The most recent stock bubble was the Internet stock bubble, which inflated in the 1990s and burst in the early 2000s.  Many people who got caught up in Internet stocks lost 50% to 70% on their portfolio - and some lost as much as 90%.

Value investors such as Warren Buffett didn't play in that market.  Value investors will not buy a stock that doesn't have a proven cash flow.  Internet stocks were losing money every year.  Most hadn't even figured out how they would make a profit.  Yet analysts recommended them based on future earnings projections.

If you can't figure how a company will generate its cash flow, walk away from it.  Don't ever get caught up in promises of future earnings that have not yet materialized.



Related topics:

Market Behaviour: Pendulum Swings (Volatility)

Your work isn't finished once you own a stock.  You must be psychologically ready to deal with the pendulum swings (volatility) of the market.  Any stock you buy will go up and will go down.  The trick is to not get caught up in these ups and downs, but to stick to the plan you had for the stock when you picked it.

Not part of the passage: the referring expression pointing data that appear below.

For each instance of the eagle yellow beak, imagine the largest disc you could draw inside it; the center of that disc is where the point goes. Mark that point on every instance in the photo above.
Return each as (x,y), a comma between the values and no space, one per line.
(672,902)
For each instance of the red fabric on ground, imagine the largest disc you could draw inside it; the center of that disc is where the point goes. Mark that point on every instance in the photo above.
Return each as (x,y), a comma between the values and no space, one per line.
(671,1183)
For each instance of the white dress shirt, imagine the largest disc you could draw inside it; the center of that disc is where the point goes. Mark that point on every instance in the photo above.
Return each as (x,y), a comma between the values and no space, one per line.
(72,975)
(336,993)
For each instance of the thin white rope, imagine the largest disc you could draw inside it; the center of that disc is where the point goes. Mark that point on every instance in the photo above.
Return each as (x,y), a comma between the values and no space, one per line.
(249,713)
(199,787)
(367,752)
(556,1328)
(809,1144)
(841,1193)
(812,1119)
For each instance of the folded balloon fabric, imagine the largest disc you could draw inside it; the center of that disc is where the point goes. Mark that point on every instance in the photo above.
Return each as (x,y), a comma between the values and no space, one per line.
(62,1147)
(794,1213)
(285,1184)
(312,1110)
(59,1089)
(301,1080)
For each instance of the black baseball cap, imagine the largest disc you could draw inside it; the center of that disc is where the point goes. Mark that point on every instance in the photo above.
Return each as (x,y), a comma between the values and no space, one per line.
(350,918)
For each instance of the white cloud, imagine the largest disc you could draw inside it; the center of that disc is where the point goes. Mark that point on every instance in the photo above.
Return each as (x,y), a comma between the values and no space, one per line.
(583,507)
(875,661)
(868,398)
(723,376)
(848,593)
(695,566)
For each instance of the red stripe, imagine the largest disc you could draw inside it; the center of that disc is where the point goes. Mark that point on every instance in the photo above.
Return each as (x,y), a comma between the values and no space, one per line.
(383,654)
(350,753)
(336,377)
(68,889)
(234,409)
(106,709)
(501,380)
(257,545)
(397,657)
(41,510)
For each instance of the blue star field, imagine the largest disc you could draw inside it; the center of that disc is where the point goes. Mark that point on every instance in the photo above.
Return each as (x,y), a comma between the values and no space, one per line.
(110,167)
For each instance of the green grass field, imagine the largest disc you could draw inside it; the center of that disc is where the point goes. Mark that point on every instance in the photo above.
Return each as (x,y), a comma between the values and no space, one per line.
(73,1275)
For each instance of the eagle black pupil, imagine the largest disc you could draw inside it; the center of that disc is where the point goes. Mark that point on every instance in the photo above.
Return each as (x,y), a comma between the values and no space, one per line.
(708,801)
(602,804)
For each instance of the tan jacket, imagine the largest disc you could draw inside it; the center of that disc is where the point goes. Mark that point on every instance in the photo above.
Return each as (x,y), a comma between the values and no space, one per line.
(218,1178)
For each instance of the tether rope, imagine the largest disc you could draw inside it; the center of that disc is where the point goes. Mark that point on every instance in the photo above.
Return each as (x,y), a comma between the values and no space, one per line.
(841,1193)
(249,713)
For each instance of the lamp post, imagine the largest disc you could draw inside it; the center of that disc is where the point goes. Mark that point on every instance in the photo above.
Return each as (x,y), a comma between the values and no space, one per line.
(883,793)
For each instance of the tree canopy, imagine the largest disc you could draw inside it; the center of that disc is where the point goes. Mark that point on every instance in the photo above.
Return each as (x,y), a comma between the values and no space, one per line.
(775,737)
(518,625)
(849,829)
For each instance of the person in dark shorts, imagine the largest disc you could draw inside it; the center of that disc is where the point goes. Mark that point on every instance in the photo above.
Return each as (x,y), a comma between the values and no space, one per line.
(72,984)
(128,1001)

Don't watch CNBC and the other news shows that follow the market as though it's a sports game.  that will just make it harder for you to stick to your plan.  You don't have to know exactly what the price of your stock is each day.  Watching your stocks that closely will just make you nervous and most likely lead you to make the wrong choices.

Your best bet is to not watch the financial news on TV.  Read the respected financial press, such as The Wall Street Journal and the Financial Times, to stay up on the critical news about the companies you follow and get ideas for new possible investments.

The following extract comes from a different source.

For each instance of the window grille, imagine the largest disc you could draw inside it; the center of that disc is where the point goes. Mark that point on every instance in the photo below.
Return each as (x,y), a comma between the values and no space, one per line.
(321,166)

You'll find much more serious, in-depth stories in the financial press.  These stories will help you make the best choices in building your portfolio.





Related topics:

Market Behaviour: Bear Stalls

When you hear commentators say the bears are in control and the market is stalled, it's time for some serious bargain shopping.  

When this mood strikes the market, most investors run for hills and sell stock at whatever price they can get.  That;s why, as an intelligent investor, you can find some great buys.

Be careful, though.  Don't just buy a stock because you think it's cheap.  Make sure:

  1.  you've tested the financial fundamentals and key ratios (sales growth rates, profit margins, market prices of assets, capital expenditure requirements, EPS, P/E, P/B, current ratio,  and operating ratios - inventory turnover, accounts receivable turnover, and accounts payable turnover.); and 
  2. that you've determined it's time to exit the stock based on YOUR time schedule - not the time schedule of the crowd.  

Just because a stock is beaten down doesn't make it a good buy.

Assess the plans the management team (QVM) has for the company, as well as the numbers.